While the field of AI-generated imagery is still relatively new and often thrilling (or terrifying), much of what's coming out of research labs now is incremental improvements on already-existing technology. It feels like every week some institution puts out a new, slightly improved algorithm or pushes a whitepaper to arXiv and it's another dancing skeleton or Mona Lisa moving her lips all weird.
And then, sometimes, you get something that machine learning engineers and fans of the Animorphs books can all get excited about. That's what educator and AI researcher Xander Steenbrugge has done, with a series of AI models that morph humans into animals and back again.
Like many image style transfer creations, this one was made using generative adversarial networks, or GANs, which "learn" from a training dataset and then try to turn a target image into the source you feed it. For example, deepfakes are made using GANs.
To create what he calls "humanimals" but what can all clearly see are animorphs, Steenbrugge said he used a dataset of 15,000 HD animal faces that was published with a new generative model, StarGAN v2. He used that dataset combined with a set of human faces as the training data, and ran it through a different model, StyleGAN v2.
The result is this inter-species AI dream, where a woman becomes an eerie cat-person that becomes a man-leopard with aviator glasses. It's all very Zootopia.
"Most academic papers publish a certain method with an intended purpose ‘A’ in mind," Steenbrugge told Motherboard. "But because machine learning methods are so flexible, it often turns out that you can also do B, C and D with the same model, by just running it on different data and that is often where all the fun is at."

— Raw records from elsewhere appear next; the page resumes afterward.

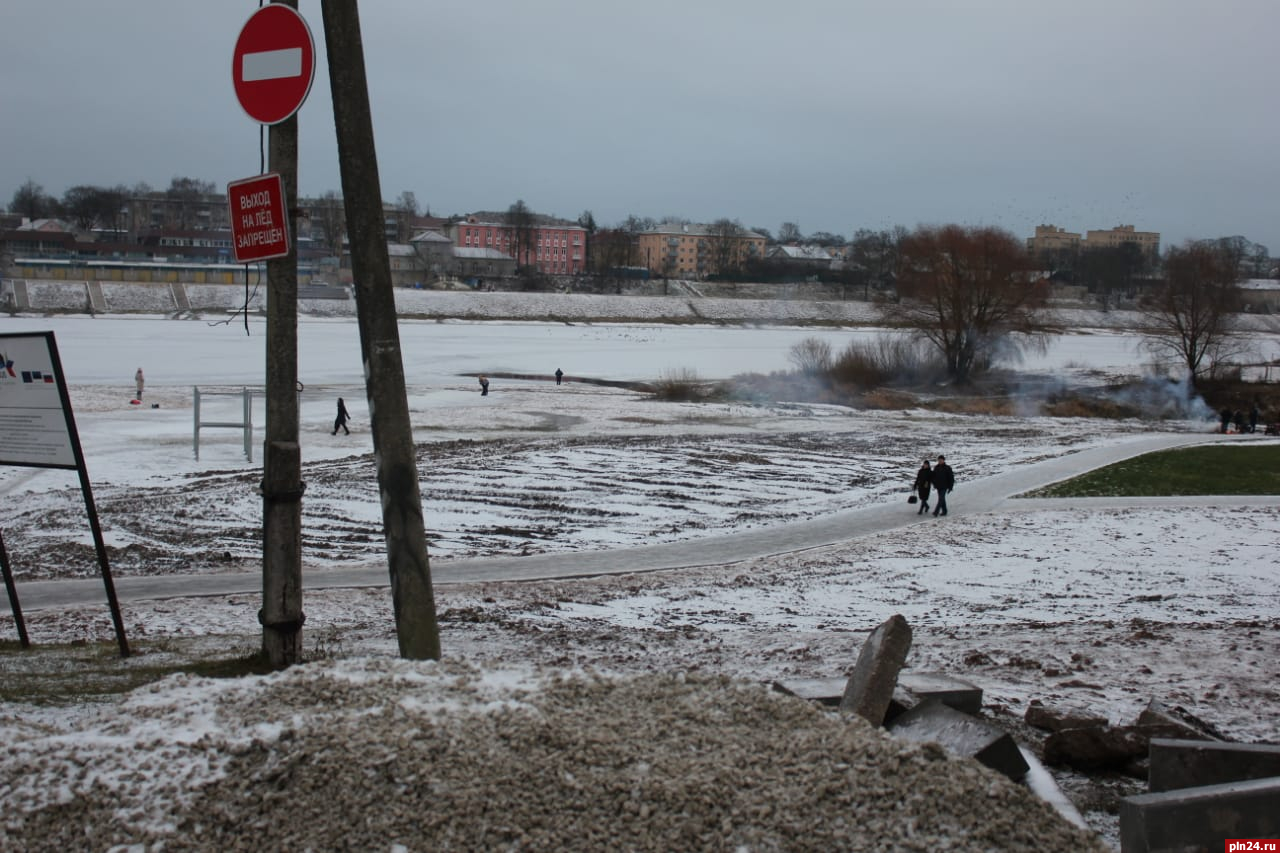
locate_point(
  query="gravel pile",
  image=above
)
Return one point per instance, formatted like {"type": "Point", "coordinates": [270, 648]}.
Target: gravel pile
{"type": "Point", "coordinates": [384, 755]}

This experiment is part of Steenbrugge's larger project, Neural Synesthesia, where he creates immersive audiovisual experiences using algorithms and machine learning models. "I believe we are witnessing the start of a new era in digital media where creativity is becoming an interactive process between the human and the machine," he said. "I do not fully create these works, I co-create them with the AI models that I bring to life."